Thank you to our community partners at Food Allergy Research and Education (FARE) for sharing this wonderful resource with iCAN.
Preparing for College With Food Allergies and Medical Needs
College acceptance letters are arriving in high school seniors’ mailboxes this time of year. Location, campus size, sports, clubs, and other offerings are among the criteria that help drive school selection. For iCAN students with food allergies or dietary needs due to medical diagnosis, there are extra considerations when choosing a college.

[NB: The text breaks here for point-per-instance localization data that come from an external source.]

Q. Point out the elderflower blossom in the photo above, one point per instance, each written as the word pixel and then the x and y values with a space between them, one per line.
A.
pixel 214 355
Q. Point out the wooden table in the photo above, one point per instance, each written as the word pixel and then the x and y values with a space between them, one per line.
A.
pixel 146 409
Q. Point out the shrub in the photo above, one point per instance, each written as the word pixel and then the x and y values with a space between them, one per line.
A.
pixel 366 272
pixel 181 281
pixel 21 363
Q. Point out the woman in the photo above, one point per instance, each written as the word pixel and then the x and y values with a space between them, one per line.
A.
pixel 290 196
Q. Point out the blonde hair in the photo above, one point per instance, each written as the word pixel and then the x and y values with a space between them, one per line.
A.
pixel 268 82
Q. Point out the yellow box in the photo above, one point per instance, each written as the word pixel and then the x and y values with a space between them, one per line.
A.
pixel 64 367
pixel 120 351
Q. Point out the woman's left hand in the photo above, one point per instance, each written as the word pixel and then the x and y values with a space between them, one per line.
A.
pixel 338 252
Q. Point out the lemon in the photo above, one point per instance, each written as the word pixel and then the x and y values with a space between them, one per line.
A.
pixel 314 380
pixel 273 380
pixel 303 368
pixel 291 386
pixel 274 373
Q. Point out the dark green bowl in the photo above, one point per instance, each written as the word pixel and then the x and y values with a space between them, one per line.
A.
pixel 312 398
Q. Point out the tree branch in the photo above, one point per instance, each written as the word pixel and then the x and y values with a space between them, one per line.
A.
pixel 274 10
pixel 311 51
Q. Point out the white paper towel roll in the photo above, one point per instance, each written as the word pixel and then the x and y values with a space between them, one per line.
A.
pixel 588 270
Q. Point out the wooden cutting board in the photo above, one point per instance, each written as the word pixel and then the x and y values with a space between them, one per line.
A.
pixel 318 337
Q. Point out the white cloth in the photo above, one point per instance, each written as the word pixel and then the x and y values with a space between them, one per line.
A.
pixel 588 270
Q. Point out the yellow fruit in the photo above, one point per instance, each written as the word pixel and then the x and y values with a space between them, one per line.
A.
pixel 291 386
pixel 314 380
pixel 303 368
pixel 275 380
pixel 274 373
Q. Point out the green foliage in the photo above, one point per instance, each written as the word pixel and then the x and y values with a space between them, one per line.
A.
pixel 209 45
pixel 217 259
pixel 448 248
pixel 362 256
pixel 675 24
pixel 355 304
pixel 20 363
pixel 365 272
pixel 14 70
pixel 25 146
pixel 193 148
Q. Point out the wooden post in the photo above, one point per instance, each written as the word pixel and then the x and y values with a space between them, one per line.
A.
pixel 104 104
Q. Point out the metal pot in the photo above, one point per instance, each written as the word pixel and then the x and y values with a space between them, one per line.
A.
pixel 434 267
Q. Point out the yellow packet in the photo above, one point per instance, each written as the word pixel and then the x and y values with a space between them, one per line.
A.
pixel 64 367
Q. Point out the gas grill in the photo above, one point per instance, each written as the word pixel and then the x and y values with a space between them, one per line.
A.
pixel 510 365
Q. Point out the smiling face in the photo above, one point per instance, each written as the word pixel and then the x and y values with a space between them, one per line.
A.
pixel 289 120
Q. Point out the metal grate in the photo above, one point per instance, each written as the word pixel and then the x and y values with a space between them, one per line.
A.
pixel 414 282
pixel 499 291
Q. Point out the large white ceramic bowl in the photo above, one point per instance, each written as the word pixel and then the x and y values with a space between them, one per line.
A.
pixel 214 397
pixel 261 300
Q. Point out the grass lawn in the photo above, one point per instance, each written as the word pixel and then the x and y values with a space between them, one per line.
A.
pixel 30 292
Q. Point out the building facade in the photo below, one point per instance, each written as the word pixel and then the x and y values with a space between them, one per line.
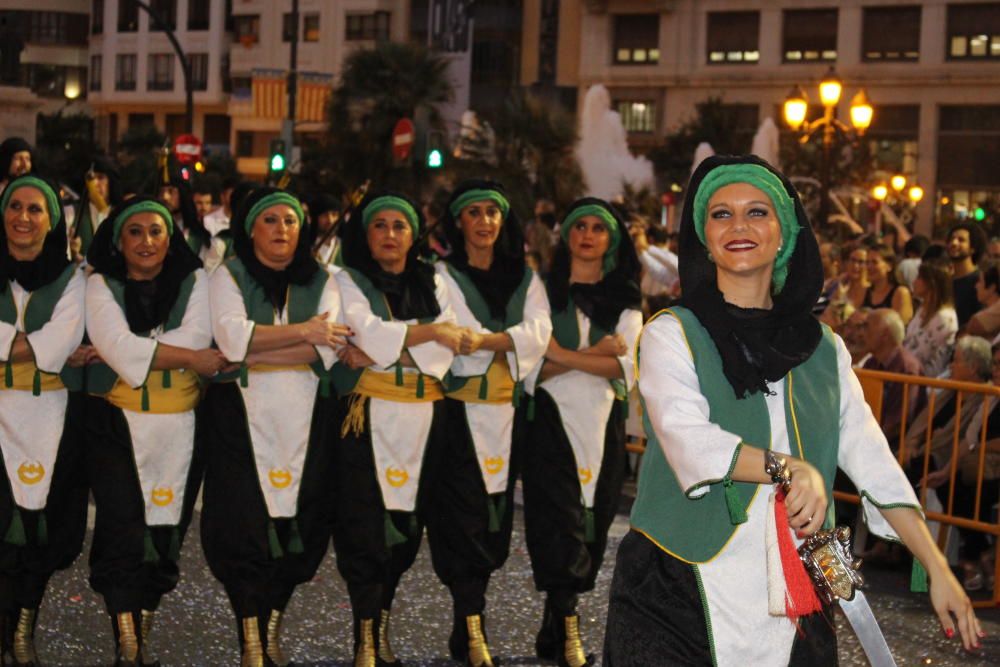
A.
pixel 931 69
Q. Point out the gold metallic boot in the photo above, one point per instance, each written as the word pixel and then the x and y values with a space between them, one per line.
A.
pixel 385 655
pixel 573 655
pixel 364 653
pixel 127 651
pixel 274 639
pixel 479 652
pixel 24 638
pixel 253 650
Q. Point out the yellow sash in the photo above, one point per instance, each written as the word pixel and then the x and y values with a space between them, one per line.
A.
pixel 499 385
pixel 182 394
pixel 24 378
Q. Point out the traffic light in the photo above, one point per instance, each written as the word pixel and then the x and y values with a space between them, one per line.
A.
pixel 276 162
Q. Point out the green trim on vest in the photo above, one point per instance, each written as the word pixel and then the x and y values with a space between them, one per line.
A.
pixel 37 313
pixel 101 378
pixel 697 529
pixel 302 303
pixel 513 315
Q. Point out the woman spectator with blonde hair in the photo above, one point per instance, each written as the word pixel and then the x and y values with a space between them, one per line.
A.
pixel 930 335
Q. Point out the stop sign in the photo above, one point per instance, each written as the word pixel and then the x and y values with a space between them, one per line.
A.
pixel 403 136
pixel 187 148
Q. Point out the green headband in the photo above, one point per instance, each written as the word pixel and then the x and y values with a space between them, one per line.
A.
pixel 145 206
pixel 611 254
pixel 767 182
pixel 51 198
pixel 268 201
pixel 470 196
pixel 394 203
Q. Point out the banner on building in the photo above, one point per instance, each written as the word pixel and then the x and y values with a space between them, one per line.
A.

A growing number of schools are taking steps to ensure that students with food allergies or dietary needs have a safe, successful college experience. While many schools have established policies and programs, keep in mind that these practices vary widely from school to school. Below, FARE offers tips for students on what to consider while researching colleges and universities, plus how to make their college years rewarding and safe.
Start Preparing Before You Go
You begin your academic preparations for college while you are in high school. Likewise, it’s important to start early as you prepare to handle your food allergies at college.
Your parents may want to help you evaluate colleges based on their food allergy accommodations. But remember that once you’re away at college, you will be in charge. You're the one who will work with your school directly and make day-to-day decisions based on your food allergies. You can hone these skills before you graduate high school. It will help smooth your transition to college and your path to independence.
Practice communicating your needs to those around you. For example, if you don’t already explain your food allergies when eating out, start doing so.
Consider your daily needs and what accommodations you might require at college. For example, will you need a dorm room with a private microwave or a mini fridge? Will you be safe living with another student, or will you need a private room?
Questions to Ask Disability Services
· Do you understand that food allergy and dietary need accommodations may fall under the Americans with Disabilities Act (ADA)? If you are living outside of the US, have you reached out to your medical care team to see what options might be available to you? Each country and region offers a variety of ways to keep students safe - the key is to ask as much as you can.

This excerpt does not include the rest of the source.